Haul yang digelar di klenteng itu dihadiri berbagai kalangan masyarakat. Namun, justru sepintas lalu yang paling terlihat hadir adalah kebanyakan kalangan santri dari beberapa pondok dan perguruan tinggi. Selain ditampilkan berbagai seni dan pertunjukan, dalam acara itu juga digelar sarasehan yang bertajuk Quo Vadis Pluralisme Pasca Gus Dur yang dipandu tokoh muda Tionghoa, Ardian Purwoseputro. Pembicara yang ditampilkan dalam acara ini berasal lintas etnik dan agama.
Selain menghadirkan Pimpinan Pondok Pesantren Tebuireng Jombang, KH Solahudin Wahid (Gus Solah), juga hadir Konsul Jendral Amerika Serikat di Surabaya Joaquin F Monserrate, yang berbagi cerita tentang upaya penyatuan perbedaan di Amerika Serikat.

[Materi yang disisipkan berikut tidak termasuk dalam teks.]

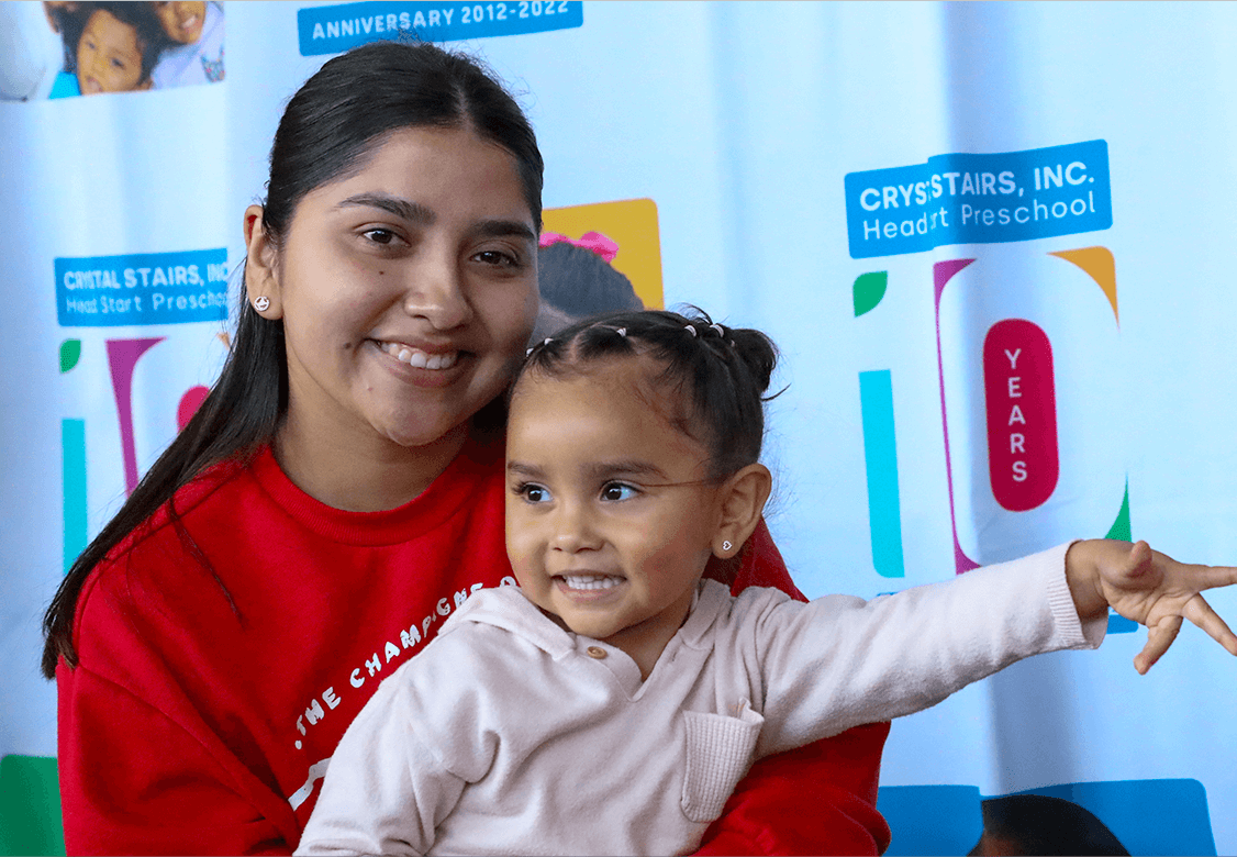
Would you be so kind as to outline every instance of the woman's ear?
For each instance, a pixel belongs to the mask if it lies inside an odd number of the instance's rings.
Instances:
[[[283,318],[278,254],[262,226],[262,207],[245,209],[245,293],[250,305],[266,319]]]
[[[764,511],[773,490],[773,476],[763,464],[750,464],[721,487],[721,521],[713,537],[713,553],[730,559],[743,547]]]

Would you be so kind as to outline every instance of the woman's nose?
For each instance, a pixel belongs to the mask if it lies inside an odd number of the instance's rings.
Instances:
[[[404,312],[427,319],[435,330],[450,330],[473,318],[463,271],[454,256],[427,252],[409,273]]]

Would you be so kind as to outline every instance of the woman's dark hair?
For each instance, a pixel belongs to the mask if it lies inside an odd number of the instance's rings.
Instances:
[[[286,240],[306,194],[360,169],[385,135],[427,126],[468,129],[511,152],[533,223],[541,228],[541,151],[502,84],[473,58],[434,45],[375,42],[328,61],[288,101],[271,147],[262,211],[272,244],[278,247]],[[283,323],[260,317],[242,284],[235,341],[210,394],[77,559],[43,616],[47,678],[54,675],[61,657],[71,667],[77,664],[73,616],[90,570],[202,470],[251,459],[272,440],[287,407]],[[171,503],[169,510],[176,521]]]
[[[139,82],[148,80],[151,72],[158,63],[160,54],[168,46],[167,35],[158,16],[147,2],[126,2],[125,0],[93,0],[83,2],[77,11],[61,16],[61,33],[64,38],[64,70],[77,72],[77,48],[82,41],[82,33],[90,21],[90,16],[96,11],[105,11],[121,23],[127,23],[134,28],[137,38],[137,49],[142,54],[141,77]],[[72,41],[71,41],[72,40]],[[71,47],[72,46],[72,47]]]
[[[586,373],[595,364],[636,356],[657,366],[651,406],[708,450],[711,479],[760,460],[777,347],[760,330],[724,328],[694,307],[685,315],[649,309],[574,324],[534,346],[521,377]]]

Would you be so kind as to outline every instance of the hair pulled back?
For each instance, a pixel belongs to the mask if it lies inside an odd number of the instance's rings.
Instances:
[[[695,307],[611,313],[574,324],[528,352],[524,375],[586,373],[600,362],[649,357],[672,424],[708,450],[709,476],[755,464],[764,441],[764,391],[777,346],[760,330],[725,328]]]
[[[502,84],[475,59],[428,42],[374,42],[328,61],[285,108],[271,147],[262,211],[272,244],[278,249],[287,239],[306,194],[364,168],[385,135],[408,127],[468,129],[511,152],[539,229],[541,151]],[[242,286],[235,341],[210,394],[77,559],[43,616],[47,678],[54,675],[61,657],[77,664],[73,616],[90,570],[203,469],[247,460],[270,443],[287,407],[283,323],[260,317]],[[174,505],[169,510],[177,522]],[[188,533],[183,535],[188,539]],[[199,554],[199,559],[218,580],[205,558]]]

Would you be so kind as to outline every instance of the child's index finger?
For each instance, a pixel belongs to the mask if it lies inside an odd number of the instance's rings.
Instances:
[[[1207,603],[1206,599],[1201,595],[1195,595],[1186,601],[1181,613],[1206,631],[1207,636],[1223,646],[1231,654],[1237,655],[1237,634],[1232,632],[1228,623]]]

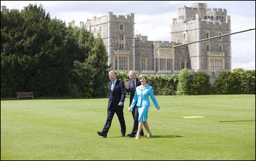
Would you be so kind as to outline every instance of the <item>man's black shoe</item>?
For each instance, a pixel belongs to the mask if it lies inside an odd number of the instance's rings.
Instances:
[[[103,133],[103,132],[98,131],[97,133],[98,133],[98,134],[99,136],[101,136],[101,137],[107,137],[107,135],[105,134],[105,133]]]
[[[129,133],[127,135],[127,137],[134,137],[135,135],[133,133]]]

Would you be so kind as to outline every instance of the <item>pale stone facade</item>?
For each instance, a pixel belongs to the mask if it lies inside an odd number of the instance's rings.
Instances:
[[[192,72],[204,72],[213,81],[221,72],[231,71],[230,36],[172,47],[230,33],[226,10],[207,8],[206,3],[178,9],[178,19],[173,19],[171,26],[171,42],[149,41],[146,36],[134,35],[133,13],[124,16],[108,12],[87,20],[85,28],[95,37],[101,36],[112,70],[178,74],[186,67]]]
[[[2,11],[9,10],[1,6]],[[69,24],[74,27],[74,21]],[[101,17],[87,19],[85,24],[80,22],[80,28],[96,37],[101,37],[112,70],[178,74],[186,67],[191,72],[207,74],[211,84],[221,72],[231,71],[230,36],[172,47],[230,33],[230,16],[225,9],[208,8],[207,3],[179,8],[178,17],[173,19],[171,25],[171,42],[150,41],[147,36],[135,35],[134,24],[134,13],[116,15],[110,12]]]

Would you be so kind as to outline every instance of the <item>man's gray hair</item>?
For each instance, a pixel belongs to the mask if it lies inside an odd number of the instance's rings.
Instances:
[[[131,73],[133,73],[134,75],[136,76],[135,71],[130,71],[128,72],[128,74],[130,75],[130,74],[131,74]]]
[[[110,72],[108,72],[108,74],[112,74],[112,73],[114,73],[114,74],[115,74],[115,76],[117,76],[117,74],[116,72],[114,71],[110,71]]]

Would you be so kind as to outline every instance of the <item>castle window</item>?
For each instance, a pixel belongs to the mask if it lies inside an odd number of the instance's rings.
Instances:
[[[167,70],[171,71],[171,59],[167,60]]]
[[[123,31],[124,30],[124,24],[120,24],[120,30]]]
[[[206,32],[206,38],[210,38],[210,32],[209,31]]]
[[[146,57],[141,57],[141,70],[146,70],[147,58]]]
[[[207,44],[206,46],[206,51],[210,51],[210,45]]]
[[[219,45],[219,51],[222,51],[223,49],[223,46],[222,45]]]
[[[119,50],[123,50],[123,49],[124,49],[124,44],[119,43]]]
[[[117,70],[118,69],[118,59],[117,59],[117,57],[115,57],[115,70]]]
[[[210,69],[223,69],[224,59],[212,58],[210,59]]]
[[[185,34],[185,33],[183,33],[183,40],[186,40],[186,34]]]
[[[166,70],[166,60],[165,59],[160,59],[160,71]]]
[[[220,35],[222,35],[222,33],[221,32],[219,33],[219,36],[220,36]],[[219,37],[219,40],[222,40],[222,38],[223,37]]]
[[[129,69],[128,56],[114,56],[115,70],[125,71]]]
[[[182,69],[185,67],[185,60],[180,60],[180,67],[181,67],[181,69]]]

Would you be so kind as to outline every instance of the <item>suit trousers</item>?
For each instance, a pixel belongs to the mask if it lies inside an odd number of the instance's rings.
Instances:
[[[139,112],[138,112],[138,108],[135,106],[132,112],[132,117],[133,117],[133,128],[132,129],[132,133],[133,135],[136,135],[137,131],[138,130],[138,126],[139,126]],[[143,129],[141,130],[141,135],[143,135]]]
[[[121,133],[122,135],[125,135],[126,128],[125,126],[125,121],[124,117],[123,106],[110,106],[107,111],[107,117],[106,124],[104,126],[102,132],[106,135],[108,133],[108,130],[110,128],[111,123],[112,122],[112,119],[115,113],[117,114],[118,120],[119,121],[121,126]]]

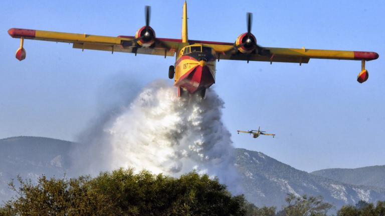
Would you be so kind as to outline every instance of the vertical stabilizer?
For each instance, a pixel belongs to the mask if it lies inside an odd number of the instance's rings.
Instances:
[[[182,16],[182,42],[187,42],[187,2],[184,0],[183,5],[183,16]]]

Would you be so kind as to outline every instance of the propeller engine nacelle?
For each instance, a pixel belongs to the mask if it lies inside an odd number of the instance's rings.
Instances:
[[[235,46],[241,52],[249,54],[252,52],[257,48],[257,40],[251,33],[243,33],[237,38]]]
[[[150,46],[155,42],[155,31],[150,26],[144,26],[136,31],[135,38],[140,46]]]

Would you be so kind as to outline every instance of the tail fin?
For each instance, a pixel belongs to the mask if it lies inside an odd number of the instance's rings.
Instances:
[[[183,16],[182,17],[182,42],[187,42],[187,2],[184,0],[183,5]]]

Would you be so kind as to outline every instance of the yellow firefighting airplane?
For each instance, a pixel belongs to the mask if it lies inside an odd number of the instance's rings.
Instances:
[[[265,134],[265,132],[264,131],[262,131],[260,130],[260,128],[261,127],[258,127],[258,130],[237,130],[237,132],[238,132],[238,134],[240,132],[243,132],[245,134],[253,134],[253,137],[254,138],[258,138],[258,136],[259,136],[260,135],[267,135],[267,136],[272,136],[273,138],[274,138],[275,136],[275,134]]]
[[[20,38],[20,48],[16,58],[26,58],[23,48],[24,39],[37,40],[73,44],[73,48],[110,52],[174,56],[175,64],[169,68],[168,77],[174,78],[178,96],[186,92],[198,92],[205,96],[206,88],[215,82],[216,60],[242,60],[270,62],[294,62],[301,65],[310,58],[358,60],[361,71],[357,80],[362,83],[368,77],[365,62],[375,60],[378,54],[372,52],[340,51],[302,48],[274,48],[257,44],[251,33],[252,14],[247,13],[247,32],[240,35],[235,42],[214,42],[188,40],[187,30],[187,6],[183,6],[181,39],[156,38],[149,26],[150,8],[145,8],[146,24],[136,32],[135,36],[105,36],[87,34],[64,33],[23,28],[11,28],[8,34]]]

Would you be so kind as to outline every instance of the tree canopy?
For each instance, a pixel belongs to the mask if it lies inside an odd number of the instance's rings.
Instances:
[[[18,195],[4,216],[243,216],[243,196],[233,196],[218,179],[195,172],[173,178],[122,168],[67,180],[45,176],[33,184],[18,178]]]

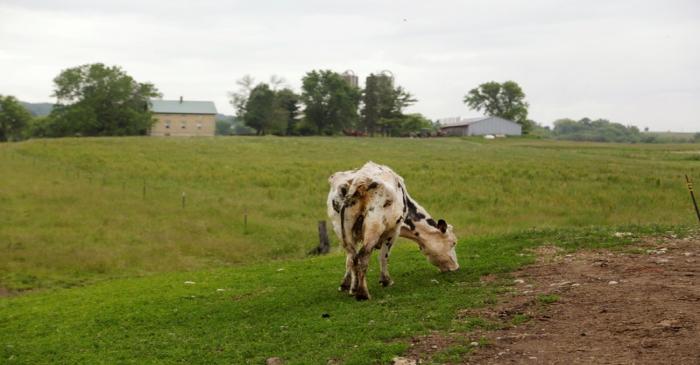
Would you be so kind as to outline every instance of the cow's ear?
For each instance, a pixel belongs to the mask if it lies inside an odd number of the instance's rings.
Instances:
[[[445,222],[444,219],[439,219],[438,220],[438,229],[440,232],[445,233],[447,232],[447,222]]]

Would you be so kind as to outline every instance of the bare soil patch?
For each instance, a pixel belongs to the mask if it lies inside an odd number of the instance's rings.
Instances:
[[[487,343],[463,364],[700,364],[700,237],[536,252],[498,304],[459,314],[500,329],[416,338],[408,355],[428,359],[463,336]]]

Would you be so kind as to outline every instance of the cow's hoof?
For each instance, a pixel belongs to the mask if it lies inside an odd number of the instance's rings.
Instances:
[[[394,285],[394,281],[391,280],[391,279],[388,279],[388,280],[379,280],[379,284],[382,284],[382,286],[386,288],[387,286],[392,286],[392,285]]]

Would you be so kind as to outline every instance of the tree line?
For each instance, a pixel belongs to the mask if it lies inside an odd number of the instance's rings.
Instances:
[[[301,81],[297,94],[279,77],[256,83],[244,76],[231,93],[236,117],[258,135],[408,136],[436,129],[423,115],[404,113],[417,100],[390,75],[370,74],[364,89],[331,70],[312,70]]]
[[[392,75],[370,74],[359,88],[340,73],[312,70],[295,92],[273,76],[256,82],[245,76],[230,93],[236,115],[217,123],[218,134],[414,136],[435,135],[439,123],[406,113],[418,100]],[[56,103],[50,114],[33,117],[13,96],[0,95],[0,141],[32,137],[144,135],[154,123],[149,100],[162,94],[136,81],[119,66],[86,64],[61,71],[53,80]],[[605,119],[559,119],[554,128],[528,119],[529,103],[515,81],[490,81],[463,98],[470,109],[515,121],[524,134],[600,142],[658,142],[637,127]],[[700,134],[695,135],[700,141]]]

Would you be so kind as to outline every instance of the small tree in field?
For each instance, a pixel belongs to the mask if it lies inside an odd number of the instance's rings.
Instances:
[[[32,115],[14,96],[0,95],[0,142],[22,139]]]
[[[527,109],[530,105],[525,101],[523,89],[515,81],[502,84],[495,81],[483,83],[464,96],[464,103],[471,109],[483,111],[486,115],[517,122],[525,133],[530,130],[527,119]]]
[[[149,99],[161,95],[153,84],[102,63],[63,70],[53,81],[57,106],[50,130],[55,136],[145,134],[153,124]]]

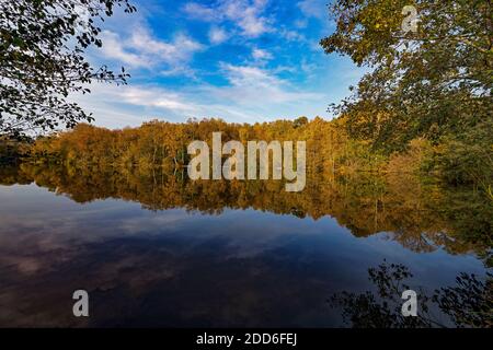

Juga ada seniman Putu Sutawijaya, yang melihat pluralisme dari sudut pandang budaya. Ia misalnya mengatakan bahwa perbedaan bisa dipecahkan dengan kesenian. Dengan seni katanya perbedaan itu akan terasa tidak ada.
Toni Harsono atau Tok Hok Lay, Ketua Klenteng Hong San Kiong Gudo, dalam sambutannya mengatakan bahwa Gus Dur seperti Mahatma Gandhi, yang berjiwa besar dan memuliakan kemanusiaan agar jauh dari sekat SARA. Ia juga mengatakan bahwa Gus Dur sejajar dengan tokoh dunia dan belum ada tokoh nasional yang sekaliber dia.
Toni mengatakan bahwa tidak saja kaum Islam, khusus Nu, yang merindukan Gus Dur, kaum Tionghoa juga merindukan sosok dia. Namun rindu itu bukan sekedar nostalgia semu tanpa arti. Kegiatan haul itu diarahkan untuk menguatkan dan menumbuh kembangkan pemikiran pluralisme yang telah dilakukan Gus Dur selama hidupnya.
Toni berharap sarasehan itu adalah langkah awal menciptakan persatuan yang telah lama hilang setelah digagas Bapak Pluralisme Gus Dur. Setelah kegiatan ini diharapkan Klenteng Hong San Kiong Gudo jadi pusat kunjungan semua ragam etnis, budaya maupun agama. Klenteng Hong San Kiong siap jadi mitra untuk membangun pluralisme dan peradaban dunia bermula dari tempat sederhana dan desa sekalipun. Ia pun berharap kegiatan ini tidak berhenti di Jombang, namunjuga jika bias di tempat-tempat lain.